Since I last wrote, I went through training at the neurosurgery and anesthesiology departments, and finally our first term has ended.  As soon as I came back home a couple of hours ago, I started reading Into the Wild.  I've only read 1/3 of it yet, but I'm slowly beginning to understand this Christopher McCandless -- a kid in his early twenties who ended up dying in the wilderness of Alaska in 1992 after hitchhiking for two years.  In one of the letters he wrote to people he met on the road, he talks a great deal about the importance of getting out of your comfort zone.  I've heard a lot of people talk about this, and it's a piece of advice that makes me wonder a bit if I'm nearing the end of my twenties missing out on important experiences I could've had had I chosen different ways.

I say this because I've never really tried to get out of my comfort zone in the sense McCandless did.  Some people tell me it was very brave of me to decide to switch to medicine after majoring in law, probably because I had to endure some sense of insecurity until I got a place in med school, but it wasn't a crazy plan, like ditching all my possessions and travelling to "see the world" and meet random people on the way.  I've always planned my future carefully for a stable job, a stable life, and I value stable human relationships.  And actually, I don't necessarily think it's a way of life to be criticized the way McCandless probably did:

So many people live within unhappy circumstances and yet will not take the initiative to change their situation because they are conditioned to life of security... ...nothing is more damaging to the adventurous spirit within a man than a secure future. ...The joy of life come from our encounters with new experiences, and hence there is no greater joy than to have an endlessly changing horizon, for each day to have a new and different sun.
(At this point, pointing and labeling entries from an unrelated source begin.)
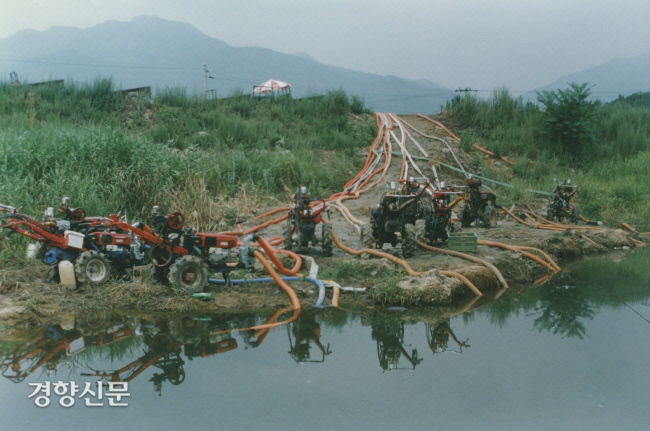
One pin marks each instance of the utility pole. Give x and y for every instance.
(206, 75)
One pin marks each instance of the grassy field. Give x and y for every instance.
(210, 159)
(216, 160)
(609, 164)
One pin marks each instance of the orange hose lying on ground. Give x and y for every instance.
(270, 213)
(464, 279)
(517, 249)
(439, 124)
(515, 217)
(491, 154)
(591, 241)
(628, 227)
(543, 253)
(402, 263)
(262, 329)
(271, 252)
(467, 257)
(295, 302)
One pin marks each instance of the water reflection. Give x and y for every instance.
(121, 348)
(302, 332)
(388, 332)
(438, 338)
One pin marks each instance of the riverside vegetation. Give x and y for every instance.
(217, 160)
(603, 148)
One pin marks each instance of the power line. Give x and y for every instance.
(226, 77)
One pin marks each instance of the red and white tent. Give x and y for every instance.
(271, 86)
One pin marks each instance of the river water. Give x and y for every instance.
(571, 354)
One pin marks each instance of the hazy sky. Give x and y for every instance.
(522, 44)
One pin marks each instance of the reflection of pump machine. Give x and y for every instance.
(47, 351)
(305, 330)
(438, 338)
(390, 347)
(211, 344)
(164, 353)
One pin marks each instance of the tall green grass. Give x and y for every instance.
(612, 172)
(106, 150)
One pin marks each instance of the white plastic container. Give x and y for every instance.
(67, 322)
(75, 239)
(66, 274)
(32, 249)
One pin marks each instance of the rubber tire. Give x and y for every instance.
(287, 238)
(550, 212)
(408, 241)
(92, 268)
(327, 241)
(490, 216)
(189, 273)
(366, 239)
(464, 216)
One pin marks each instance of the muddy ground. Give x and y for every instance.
(26, 299)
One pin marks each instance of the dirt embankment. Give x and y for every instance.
(26, 299)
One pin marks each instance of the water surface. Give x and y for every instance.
(571, 354)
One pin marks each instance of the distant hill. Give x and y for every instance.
(616, 77)
(149, 51)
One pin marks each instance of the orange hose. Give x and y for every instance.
(295, 302)
(515, 217)
(294, 316)
(409, 270)
(494, 269)
(628, 227)
(464, 279)
(437, 123)
(516, 249)
(270, 213)
(271, 252)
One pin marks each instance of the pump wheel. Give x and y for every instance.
(367, 240)
(490, 216)
(189, 273)
(465, 216)
(326, 243)
(408, 240)
(287, 238)
(176, 220)
(78, 215)
(550, 212)
(92, 268)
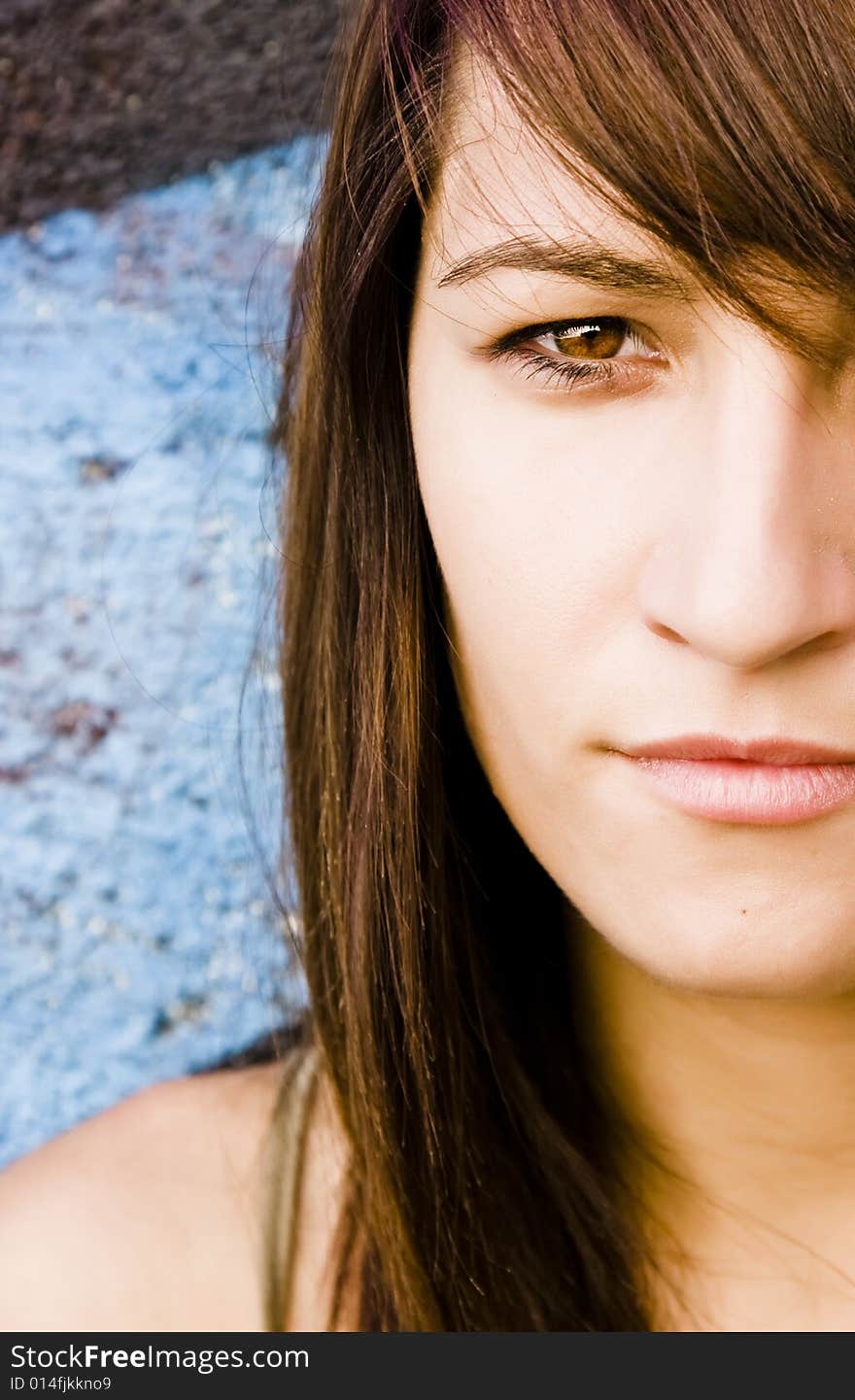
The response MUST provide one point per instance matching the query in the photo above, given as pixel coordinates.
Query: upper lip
(779, 751)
Personally, I think it's perfectly possible to be happy with a "life of security" with no "adventures" or "new experiences" as long as you have good eyes to notice the little reasons to be happy in your sedentary repetitive existence.  But maybe it's a totally different type of happiness that you find in the wild -- "the great triumphant joy" to be alive -- and I can only imagine because I've never hitchhiked my way to Alaska, and I probably never will; that is not my dream.
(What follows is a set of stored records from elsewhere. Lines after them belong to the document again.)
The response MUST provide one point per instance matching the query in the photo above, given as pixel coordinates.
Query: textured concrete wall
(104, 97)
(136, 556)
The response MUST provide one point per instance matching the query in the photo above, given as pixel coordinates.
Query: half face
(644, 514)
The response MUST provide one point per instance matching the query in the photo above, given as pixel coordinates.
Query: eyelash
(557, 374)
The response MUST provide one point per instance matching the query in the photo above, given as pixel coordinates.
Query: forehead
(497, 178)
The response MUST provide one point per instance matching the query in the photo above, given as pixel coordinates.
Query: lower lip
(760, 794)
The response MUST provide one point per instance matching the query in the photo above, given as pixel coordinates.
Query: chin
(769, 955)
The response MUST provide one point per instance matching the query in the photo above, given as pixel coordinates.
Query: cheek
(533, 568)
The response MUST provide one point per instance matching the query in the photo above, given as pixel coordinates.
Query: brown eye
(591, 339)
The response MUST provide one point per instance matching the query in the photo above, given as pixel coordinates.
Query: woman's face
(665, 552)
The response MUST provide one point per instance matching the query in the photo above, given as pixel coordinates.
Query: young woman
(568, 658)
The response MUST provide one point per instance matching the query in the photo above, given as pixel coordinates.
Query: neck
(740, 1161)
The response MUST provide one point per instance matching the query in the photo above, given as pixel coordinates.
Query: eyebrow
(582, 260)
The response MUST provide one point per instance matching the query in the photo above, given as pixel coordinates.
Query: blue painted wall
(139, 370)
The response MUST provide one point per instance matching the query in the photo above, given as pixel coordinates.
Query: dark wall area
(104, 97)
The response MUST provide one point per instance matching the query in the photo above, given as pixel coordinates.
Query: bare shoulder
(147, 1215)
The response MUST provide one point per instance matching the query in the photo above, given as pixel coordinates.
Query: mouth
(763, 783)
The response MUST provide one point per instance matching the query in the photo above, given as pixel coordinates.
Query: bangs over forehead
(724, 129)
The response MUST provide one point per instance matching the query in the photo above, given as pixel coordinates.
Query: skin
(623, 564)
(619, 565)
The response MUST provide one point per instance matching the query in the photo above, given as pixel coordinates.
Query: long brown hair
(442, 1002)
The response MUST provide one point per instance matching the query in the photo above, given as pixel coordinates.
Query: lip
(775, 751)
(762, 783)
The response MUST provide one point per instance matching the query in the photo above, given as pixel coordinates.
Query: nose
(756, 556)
Perhaps I will try to "get out of my comfort zone" in some other way at some point in my life once I start working as a doctor and gain financial freedom.  I can almost hear McCandless point out that I have totally missed the point here, but I have no courage to abandon everything and take the risk of dying alone, cold and hungry.  I cannot help but wonder if McCandless still believed in his values and the reckless choices he had made when he realized he was going to die.

Still, any life is transient, a passing phenomenon after all, and the security I value is only a borrowed hut I will have to let go anyway.  In that sense, there may be nothing to lose at any point in life.

Regarding human relationships, I've learned to value ones that don't necessarily last; it's not only those "stable relationships" I mentioned earlier that shape my life and who I am.  Sometimes, a one time encounter can make a mark on someone's life; a single memory can make someone feel glad to be alive.  But I have always valued human relationship, and there is one passage Chris wrote that has kind of opened my eyes, of course not in the same way as his "raw transcendent experiences" had opened his own eyes, but I think it's worth quoting:

You are wrong if you think Joy emanate only or principally from human relationships.  God has placed it all around us.  It is in everything and anything we might experience. ...My point is that you do not need me or anyone else around to bring this new kind of light in your life.